Performance Piece With Eggs and Glitter
Artist: Kira O’Reilly
Date: June 2014
In her latest act, performance artist Kira O'Reilly slowly moved her naked body over broken eggs and green glitter through RP14 Gallery. Throughout the four-hour work, the artist wanted to "generate bodily transformation" by covering her body in these unusual materials.
512 Hours
Artist: Marina Abramovic
Date: June 11 - Aug. 25, 2014
For her latest durational performance, Marina Abramovic: 512 Hours, the grandmother of performance art spent six days a week at the Serpentine Gallery in London, interacting with the public by doing absolutely nothing for 512 hours. In an interview with The Economist, the artist said she wanted visitors to “change consciousness,” to be in the moment, with her.
Mad Meds
Artist: Marni Kotak
Date: Aug. 2014
Marni Kotak, the performance artist who gave birth in a gallery back in 2011, has recently begun her newest project, and she's prepared to shock us all once again.
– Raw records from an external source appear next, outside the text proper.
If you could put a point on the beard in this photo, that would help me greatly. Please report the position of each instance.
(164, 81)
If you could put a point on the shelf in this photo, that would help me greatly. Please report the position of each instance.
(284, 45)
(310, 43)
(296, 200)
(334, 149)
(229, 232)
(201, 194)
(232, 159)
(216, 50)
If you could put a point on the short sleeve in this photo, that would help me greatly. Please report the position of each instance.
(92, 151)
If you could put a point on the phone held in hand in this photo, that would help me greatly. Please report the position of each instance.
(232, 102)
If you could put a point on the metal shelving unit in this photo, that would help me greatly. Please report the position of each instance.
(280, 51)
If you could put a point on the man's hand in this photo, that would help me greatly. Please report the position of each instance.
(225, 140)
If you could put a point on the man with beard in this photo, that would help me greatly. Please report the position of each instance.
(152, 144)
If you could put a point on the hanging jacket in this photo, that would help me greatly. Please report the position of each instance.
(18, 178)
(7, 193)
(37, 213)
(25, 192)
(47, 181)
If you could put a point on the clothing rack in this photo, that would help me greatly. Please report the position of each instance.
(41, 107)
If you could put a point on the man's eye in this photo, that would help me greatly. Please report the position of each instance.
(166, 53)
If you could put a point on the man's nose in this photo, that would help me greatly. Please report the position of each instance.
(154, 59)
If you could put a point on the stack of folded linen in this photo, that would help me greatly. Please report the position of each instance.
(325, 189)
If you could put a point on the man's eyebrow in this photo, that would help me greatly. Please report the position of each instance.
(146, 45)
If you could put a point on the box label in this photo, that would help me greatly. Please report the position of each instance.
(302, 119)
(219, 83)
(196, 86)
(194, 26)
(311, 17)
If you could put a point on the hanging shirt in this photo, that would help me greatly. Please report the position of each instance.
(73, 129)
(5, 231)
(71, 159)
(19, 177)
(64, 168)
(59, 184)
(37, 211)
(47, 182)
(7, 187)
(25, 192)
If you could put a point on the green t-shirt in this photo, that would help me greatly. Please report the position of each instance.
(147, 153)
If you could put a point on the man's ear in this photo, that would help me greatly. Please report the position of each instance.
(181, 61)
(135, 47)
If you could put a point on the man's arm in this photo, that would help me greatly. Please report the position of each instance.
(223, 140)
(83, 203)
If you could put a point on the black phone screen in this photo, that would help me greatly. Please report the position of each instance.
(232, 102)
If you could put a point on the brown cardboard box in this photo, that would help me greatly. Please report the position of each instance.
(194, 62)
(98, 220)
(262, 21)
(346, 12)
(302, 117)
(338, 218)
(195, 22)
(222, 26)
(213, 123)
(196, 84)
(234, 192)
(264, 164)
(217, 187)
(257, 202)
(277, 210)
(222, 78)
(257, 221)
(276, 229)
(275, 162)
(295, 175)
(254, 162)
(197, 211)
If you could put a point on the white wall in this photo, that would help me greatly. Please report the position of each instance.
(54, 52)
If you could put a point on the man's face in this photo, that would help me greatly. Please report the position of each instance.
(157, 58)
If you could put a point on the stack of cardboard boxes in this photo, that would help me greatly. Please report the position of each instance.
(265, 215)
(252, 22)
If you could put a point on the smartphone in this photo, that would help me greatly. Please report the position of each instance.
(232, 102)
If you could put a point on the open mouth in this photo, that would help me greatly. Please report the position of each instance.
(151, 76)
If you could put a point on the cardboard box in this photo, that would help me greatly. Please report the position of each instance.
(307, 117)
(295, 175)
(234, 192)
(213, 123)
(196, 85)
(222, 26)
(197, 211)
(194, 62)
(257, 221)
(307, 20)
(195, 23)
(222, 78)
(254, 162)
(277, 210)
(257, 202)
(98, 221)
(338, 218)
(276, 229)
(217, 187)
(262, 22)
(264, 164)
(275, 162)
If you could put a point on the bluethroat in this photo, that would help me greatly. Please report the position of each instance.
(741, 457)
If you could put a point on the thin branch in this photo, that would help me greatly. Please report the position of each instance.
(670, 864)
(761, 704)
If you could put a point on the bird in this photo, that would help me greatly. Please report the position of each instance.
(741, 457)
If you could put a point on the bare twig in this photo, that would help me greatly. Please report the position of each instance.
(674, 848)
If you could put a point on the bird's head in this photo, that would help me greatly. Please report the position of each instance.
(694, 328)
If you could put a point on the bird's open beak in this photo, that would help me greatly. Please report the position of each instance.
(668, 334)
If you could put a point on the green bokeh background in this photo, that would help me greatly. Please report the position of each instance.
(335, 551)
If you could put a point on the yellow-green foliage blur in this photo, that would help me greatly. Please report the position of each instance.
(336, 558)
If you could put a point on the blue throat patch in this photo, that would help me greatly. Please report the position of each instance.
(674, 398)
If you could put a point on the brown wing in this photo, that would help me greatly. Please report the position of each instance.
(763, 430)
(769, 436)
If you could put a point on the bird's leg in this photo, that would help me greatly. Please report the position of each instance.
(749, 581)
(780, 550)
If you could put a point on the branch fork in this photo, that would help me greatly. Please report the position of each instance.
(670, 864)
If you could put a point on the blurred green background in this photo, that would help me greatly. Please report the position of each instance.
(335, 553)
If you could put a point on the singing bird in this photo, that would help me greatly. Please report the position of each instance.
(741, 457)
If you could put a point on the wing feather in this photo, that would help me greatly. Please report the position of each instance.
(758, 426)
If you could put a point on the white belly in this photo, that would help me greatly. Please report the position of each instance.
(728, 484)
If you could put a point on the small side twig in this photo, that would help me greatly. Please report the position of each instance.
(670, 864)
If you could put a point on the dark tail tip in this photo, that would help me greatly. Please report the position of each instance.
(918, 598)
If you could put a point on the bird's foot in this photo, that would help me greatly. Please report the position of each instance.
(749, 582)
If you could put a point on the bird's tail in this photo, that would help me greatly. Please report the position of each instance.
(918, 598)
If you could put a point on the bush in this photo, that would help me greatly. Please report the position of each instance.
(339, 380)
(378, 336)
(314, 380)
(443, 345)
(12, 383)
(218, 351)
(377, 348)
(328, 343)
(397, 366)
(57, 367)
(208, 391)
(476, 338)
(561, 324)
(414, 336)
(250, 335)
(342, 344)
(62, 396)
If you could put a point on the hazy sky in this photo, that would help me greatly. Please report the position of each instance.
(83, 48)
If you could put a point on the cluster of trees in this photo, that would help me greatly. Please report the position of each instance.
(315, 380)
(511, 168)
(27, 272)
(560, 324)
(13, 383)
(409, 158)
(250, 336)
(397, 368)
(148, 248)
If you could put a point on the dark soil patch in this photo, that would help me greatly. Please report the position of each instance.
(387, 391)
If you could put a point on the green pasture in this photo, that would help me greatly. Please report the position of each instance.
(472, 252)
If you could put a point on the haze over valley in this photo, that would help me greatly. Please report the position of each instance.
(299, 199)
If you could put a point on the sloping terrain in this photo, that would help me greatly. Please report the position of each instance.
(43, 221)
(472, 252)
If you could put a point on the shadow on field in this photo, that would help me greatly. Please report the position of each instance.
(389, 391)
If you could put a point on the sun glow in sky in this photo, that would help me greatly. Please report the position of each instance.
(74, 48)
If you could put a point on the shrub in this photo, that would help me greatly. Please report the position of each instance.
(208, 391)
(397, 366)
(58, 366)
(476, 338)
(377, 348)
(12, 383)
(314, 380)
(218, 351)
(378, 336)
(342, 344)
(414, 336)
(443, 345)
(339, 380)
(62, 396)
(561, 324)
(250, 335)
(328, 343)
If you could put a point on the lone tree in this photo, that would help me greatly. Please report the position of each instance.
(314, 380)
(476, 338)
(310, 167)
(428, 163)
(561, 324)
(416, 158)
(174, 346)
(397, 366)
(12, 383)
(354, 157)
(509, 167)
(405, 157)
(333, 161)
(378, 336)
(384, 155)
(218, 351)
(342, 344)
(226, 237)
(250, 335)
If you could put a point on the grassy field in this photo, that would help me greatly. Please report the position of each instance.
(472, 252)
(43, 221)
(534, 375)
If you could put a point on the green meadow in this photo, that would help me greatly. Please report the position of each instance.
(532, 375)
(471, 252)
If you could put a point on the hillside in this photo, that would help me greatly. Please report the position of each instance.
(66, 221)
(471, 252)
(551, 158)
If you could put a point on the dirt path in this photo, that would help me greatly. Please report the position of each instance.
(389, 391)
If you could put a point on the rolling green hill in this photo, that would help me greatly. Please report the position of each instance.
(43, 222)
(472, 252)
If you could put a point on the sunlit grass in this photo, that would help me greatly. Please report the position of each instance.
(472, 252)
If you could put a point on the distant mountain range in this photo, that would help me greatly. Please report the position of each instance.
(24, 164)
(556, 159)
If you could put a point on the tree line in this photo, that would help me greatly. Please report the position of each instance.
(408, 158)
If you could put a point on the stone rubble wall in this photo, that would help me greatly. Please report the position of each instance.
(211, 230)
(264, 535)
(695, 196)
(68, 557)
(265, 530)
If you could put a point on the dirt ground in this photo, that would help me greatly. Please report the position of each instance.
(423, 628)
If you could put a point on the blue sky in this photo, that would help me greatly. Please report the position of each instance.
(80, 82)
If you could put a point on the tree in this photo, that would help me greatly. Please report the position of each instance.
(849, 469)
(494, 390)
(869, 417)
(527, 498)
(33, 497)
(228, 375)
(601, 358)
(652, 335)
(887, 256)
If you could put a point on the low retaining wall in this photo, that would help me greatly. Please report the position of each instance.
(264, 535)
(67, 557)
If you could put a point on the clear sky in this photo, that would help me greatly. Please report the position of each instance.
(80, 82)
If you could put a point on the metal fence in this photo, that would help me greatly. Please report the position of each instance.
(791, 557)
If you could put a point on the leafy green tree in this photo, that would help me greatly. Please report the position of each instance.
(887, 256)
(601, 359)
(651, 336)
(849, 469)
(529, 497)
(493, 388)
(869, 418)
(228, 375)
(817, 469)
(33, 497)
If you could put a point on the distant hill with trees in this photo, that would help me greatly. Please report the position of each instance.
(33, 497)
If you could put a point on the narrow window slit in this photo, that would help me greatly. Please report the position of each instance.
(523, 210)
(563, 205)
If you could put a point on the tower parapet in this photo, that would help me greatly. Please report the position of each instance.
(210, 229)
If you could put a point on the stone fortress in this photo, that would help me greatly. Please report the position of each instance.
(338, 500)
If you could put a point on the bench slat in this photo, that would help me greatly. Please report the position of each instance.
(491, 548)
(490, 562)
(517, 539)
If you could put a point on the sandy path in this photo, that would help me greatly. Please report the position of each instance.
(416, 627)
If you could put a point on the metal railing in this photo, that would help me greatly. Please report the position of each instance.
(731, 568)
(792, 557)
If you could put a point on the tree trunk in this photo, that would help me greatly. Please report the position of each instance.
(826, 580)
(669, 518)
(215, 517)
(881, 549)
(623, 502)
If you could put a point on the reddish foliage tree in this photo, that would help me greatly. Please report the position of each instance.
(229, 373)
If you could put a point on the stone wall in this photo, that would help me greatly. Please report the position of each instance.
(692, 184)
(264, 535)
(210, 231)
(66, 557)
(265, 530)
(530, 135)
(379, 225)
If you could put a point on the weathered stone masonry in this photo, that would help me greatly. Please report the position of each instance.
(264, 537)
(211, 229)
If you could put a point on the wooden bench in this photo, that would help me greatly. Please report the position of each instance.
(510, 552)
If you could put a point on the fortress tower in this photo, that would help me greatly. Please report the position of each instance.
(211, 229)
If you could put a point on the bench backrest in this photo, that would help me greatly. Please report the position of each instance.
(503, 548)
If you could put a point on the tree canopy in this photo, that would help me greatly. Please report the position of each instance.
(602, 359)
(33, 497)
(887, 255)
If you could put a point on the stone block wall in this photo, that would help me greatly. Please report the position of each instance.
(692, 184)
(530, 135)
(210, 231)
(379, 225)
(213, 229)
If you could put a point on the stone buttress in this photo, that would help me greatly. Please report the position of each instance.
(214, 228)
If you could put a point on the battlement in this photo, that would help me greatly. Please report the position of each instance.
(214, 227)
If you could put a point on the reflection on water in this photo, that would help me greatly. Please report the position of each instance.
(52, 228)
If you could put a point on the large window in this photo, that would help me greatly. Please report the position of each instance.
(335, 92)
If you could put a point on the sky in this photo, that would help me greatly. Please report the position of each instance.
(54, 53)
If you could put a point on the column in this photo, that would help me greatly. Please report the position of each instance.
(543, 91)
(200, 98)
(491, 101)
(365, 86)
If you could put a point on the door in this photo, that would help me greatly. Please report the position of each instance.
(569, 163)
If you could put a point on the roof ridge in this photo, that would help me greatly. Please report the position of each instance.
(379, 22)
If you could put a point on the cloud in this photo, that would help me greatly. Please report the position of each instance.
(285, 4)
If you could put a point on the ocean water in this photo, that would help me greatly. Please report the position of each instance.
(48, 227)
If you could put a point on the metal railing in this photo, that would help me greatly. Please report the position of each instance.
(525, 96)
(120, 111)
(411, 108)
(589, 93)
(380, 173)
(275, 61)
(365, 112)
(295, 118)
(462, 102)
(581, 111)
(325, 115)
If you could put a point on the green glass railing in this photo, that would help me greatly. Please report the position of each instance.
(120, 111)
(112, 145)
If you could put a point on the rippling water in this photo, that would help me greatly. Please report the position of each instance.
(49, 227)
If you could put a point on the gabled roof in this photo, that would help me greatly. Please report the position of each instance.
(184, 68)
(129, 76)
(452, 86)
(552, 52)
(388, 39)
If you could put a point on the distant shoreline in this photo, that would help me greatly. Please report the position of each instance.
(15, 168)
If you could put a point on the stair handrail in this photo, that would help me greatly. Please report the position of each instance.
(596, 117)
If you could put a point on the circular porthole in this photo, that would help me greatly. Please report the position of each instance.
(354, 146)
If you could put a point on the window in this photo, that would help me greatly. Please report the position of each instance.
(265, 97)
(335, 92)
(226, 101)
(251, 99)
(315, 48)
Mad Meds, Kotak's latest venture, is a six-week-long performance in which the artist will stop taking a series of pills and anti-psychotic medication that she's been on since 2012. The project intends to address issues surrounding America's pharmaceutical industry.
FLESH
Artists: Victor Ivanov and Lewis G. Burton
Date: Aug. 2014
FLESH, an ongoing work designed by London-based performance artists Lewis G. Burton and Victor Ivanov, is the epitome of why people are so freaked out and often terrified by performance art. For the project, Burton is strolling around London suited up in a onesie made entirely of six-month-old chicken skins. The vomit-worthy outfit was sewn together by Ivanov, and throughout the month of August, Burton has been spotted sporting the suit in many of London's most popular areas. The duo hopes to send passersby a message about commodification and how chickens have become an integral part of our society.
36 Days
Artist: Zhou Jie
Date: Aug. 9 - Sept. 13, 2014
In Zhou Jie's latest exhibition, her day-to-day life is being put on display for the public. For 36 days, Zhou Jie is living in Beijing Now Gallery and sleeping on an unfinished single bed made of iron wire. Jie has a one-month supply of food, sets of clean clothes, a mobile phone, as well as a set of wire braided toys of her own creation.
Blood Campaign
Artist: Istvan Kantor
Date: Aug. 20, 2014
Canadian performance artist Istvan Kantor, also known as Monty Cantsin, targeted the Jeff Koons retrospective at the Whitney Museum of American Art in New York in accordance with his infamous Blood Campaign. The artist vandalized one of the exhibition walls behind Koons' famous Rabbit sculpture, forming the shape of an “X” in what was reportedly his own blood. This bizarre performance art series began in 1979 when Kantor first began experimenting with blood as a form of paint and splattering it inside museums and galleries worldwide. His reputation has earned him bans from many of the world's top museums.
Save the Date
Artist: Mischa Badasyan
Date: Aug. 2014 - Aug. 2015
For the next year, Mischa Badasyan will be having sex with a new male stranger everyday. The 26-year-old performance artist's latest venture is meant to explore society's ideas on sexuality, homosexuality, and modern hook-up culture. Badaysan intends to collect a souvenir to commemorate each of his experiences, which he will then turn into an installation. An HIV organization will be supplying Badasyan with condoms for the duration of the project.